Margie’s use of Jack is both familiar and distancing. Her message to Ray is clear: ‘I can’t be bothered to use your proper name. You’re just one more disappointing man to me now. Just one more Jack.’ From his reaction it sounds as if she’s used the word in anger before. The ck at the end of Jack is a satisfyingly strong sound to make when you’re angry.
Listen to Ray : he starts with the old trick of ‘the best defence is a strong offence’ by calling Margie ‘woman‘ instead of using her name or, more diplomatically, a term of endearment. Once he realises that she’s serious about throwing him out, he switches to cajoling her with babe. There’s a whole relationship laid bare in the song:
Jack is the perfect word here. It’s not specific to any one man, but it’s specific to this argument. The strong ck ending of Jack and back provides a clear contrast to the floating, open re of more. Supported by the strong, angry endings of no good and understood, Margie’s clear karate chop of Jack is starkly effective in response to Ray’s soft, wheedling away, say, some day, go or so. The portrait of a relationship, painted in sound.
Back to our 1961 Chicago show at The Treasure Island. Would Ray have chosen Zack or Mack in a threatening-note-on-black-paper situation? Or a Presidential inauguration situation? (Ray tweaked Hit the Road, Jack for JFK‘s inaugural party way back in January.)
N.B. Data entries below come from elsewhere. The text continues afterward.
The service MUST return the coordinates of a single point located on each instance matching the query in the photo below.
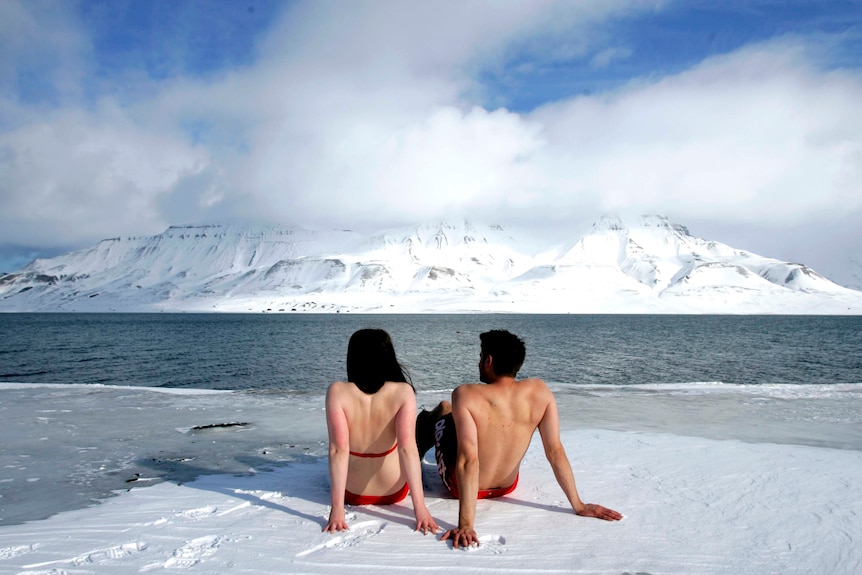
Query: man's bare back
(505, 415)
(494, 424)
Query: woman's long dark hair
(371, 360)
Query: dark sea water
(95, 403)
(304, 353)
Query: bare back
(504, 415)
(369, 425)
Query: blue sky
(737, 119)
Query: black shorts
(446, 445)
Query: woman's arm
(339, 453)
(408, 454)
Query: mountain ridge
(653, 266)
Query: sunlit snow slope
(652, 266)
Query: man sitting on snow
(495, 423)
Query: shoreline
(689, 505)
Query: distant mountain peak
(652, 265)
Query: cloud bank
(373, 114)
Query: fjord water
(92, 403)
(302, 353)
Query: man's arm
(466, 471)
(549, 428)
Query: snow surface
(651, 266)
(690, 505)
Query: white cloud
(363, 113)
(758, 134)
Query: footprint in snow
(358, 534)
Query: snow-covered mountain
(653, 266)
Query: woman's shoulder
(398, 389)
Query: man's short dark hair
(506, 348)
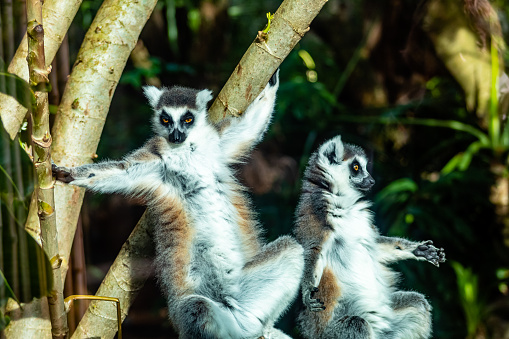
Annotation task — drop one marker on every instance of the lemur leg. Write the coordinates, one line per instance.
(412, 315)
(347, 327)
(203, 318)
(391, 249)
(240, 135)
(269, 283)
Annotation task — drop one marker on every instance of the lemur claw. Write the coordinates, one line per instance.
(61, 174)
(430, 253)
(314, 304)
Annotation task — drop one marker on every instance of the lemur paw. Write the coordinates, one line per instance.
(313, 304)
(430, 253)
(274, 79)
(61, 173)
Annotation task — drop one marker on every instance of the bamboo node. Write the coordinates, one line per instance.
(267, 49)
(300, 32)
(56, 262)
(45, 142)
(45, 209)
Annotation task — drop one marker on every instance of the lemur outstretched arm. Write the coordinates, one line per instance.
(240, 135)
(133, 175)
(392, 249)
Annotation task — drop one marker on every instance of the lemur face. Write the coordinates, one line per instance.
(175, 123)
(177, 111)
(346, 164)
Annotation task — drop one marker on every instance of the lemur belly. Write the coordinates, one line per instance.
(358, 273)
(216, 253)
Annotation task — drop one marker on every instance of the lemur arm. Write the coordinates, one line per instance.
(240, 135)
(392, 249)
(133, 175)
(314, 266)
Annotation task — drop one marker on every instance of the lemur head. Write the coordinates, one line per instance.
(177, 110)
(343, 167)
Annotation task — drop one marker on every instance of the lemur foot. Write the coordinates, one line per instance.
(430, 253)
(313, 304)
(62, 174)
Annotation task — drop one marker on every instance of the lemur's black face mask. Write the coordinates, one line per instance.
(178, 130)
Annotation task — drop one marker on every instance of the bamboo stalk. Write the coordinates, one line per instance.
(291, 21)
(57, 15)
(86, 100)
(38, 75)
(128, 274)
(124, 280)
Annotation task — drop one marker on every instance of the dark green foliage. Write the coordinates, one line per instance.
(25, 271)
(356, 73)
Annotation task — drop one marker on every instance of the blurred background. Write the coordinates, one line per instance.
(366, 71)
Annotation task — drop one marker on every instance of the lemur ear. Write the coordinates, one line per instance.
(153, 94)
(202, 98)
(333, 150)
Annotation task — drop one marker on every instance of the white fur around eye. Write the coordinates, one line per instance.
(202, 98)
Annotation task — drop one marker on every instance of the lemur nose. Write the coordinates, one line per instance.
(177, 137)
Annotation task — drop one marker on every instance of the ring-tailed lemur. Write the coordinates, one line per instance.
(219, 278)
(348, 290)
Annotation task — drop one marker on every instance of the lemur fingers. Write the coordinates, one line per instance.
(62, 174)
(313, 304)
(430, 253)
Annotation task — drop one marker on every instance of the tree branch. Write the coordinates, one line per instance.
(291, 21)
(86, 101)
(57, 16)
(253, 72)
(124, 280)
(38, 76)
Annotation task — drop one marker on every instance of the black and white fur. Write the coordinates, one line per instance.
(219, 278)
(348, 289)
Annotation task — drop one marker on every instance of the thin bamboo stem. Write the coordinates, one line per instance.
(41, 137)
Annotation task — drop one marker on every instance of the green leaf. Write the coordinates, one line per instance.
(396, 187)
(26, 270)
(18, 88)
(4, 321)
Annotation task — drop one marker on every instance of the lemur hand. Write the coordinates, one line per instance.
(430, 253)
(62, 174)
(314, 305)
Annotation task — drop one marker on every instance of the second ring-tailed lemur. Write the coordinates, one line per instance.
(348, 289)
(219, 278)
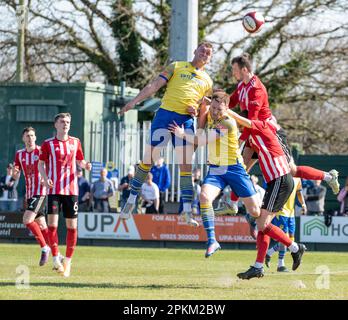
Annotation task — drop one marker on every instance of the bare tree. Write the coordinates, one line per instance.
(300, 54)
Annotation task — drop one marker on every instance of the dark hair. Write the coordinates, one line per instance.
(27, 129)
(243, 61)
(61, 115)
(221, 95)
(206, 44)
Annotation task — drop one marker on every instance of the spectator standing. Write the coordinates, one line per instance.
(343, 199)
(315, 198)
(8, 191)
(197, 182)
(259, 190)
(125, 184)
(161, 177)
(101, 191)
(150, 195)
(84, 192)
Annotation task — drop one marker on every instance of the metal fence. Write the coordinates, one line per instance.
(124, 145)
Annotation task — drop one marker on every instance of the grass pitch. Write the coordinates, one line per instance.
(141, 273)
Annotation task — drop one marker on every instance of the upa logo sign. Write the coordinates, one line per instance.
(106, 226)
(313, 229)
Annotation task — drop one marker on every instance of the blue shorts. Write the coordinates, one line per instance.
(160, 134)
(287, 224)
(235, 176)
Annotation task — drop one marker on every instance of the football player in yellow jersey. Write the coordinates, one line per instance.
(285, 220)
(225, 165)
(187, 84)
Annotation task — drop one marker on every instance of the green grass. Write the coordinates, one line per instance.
(139, 273)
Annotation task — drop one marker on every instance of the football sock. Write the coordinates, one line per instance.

I’d place my bet on Mack, for its Everyman quality. The audience would have loved the fact that Ray was changing things round and playing with the words specially for them. Just like he did for the President. And, after all, Margie Hendricks and the Raelettes were the ones who had to find the extra time to move their lips into place for the M as they sang Mack, not Ray.
By the way – if English isn’t your first language: be sure that your j slides nice and smoothly when you sing Jack – (or any other word with a j in it). Spend a minute to check that you’re putting your tongue in the right place with this BBC pronunciation video.
Tiny differences in airflow can make big differences in sound. When you sing, be extra careful not to muddy your English j with too much of a d sound. There are plenty of situations in English where a word that starts with a d makes as much sense in context as a word that starts with a j. Your audience will only hear the stronger d and they’ll get confused. For example, in Summertime, if your audience think you’re singing ‘fish are dumping’ instead of jumping, they’ll be bemused.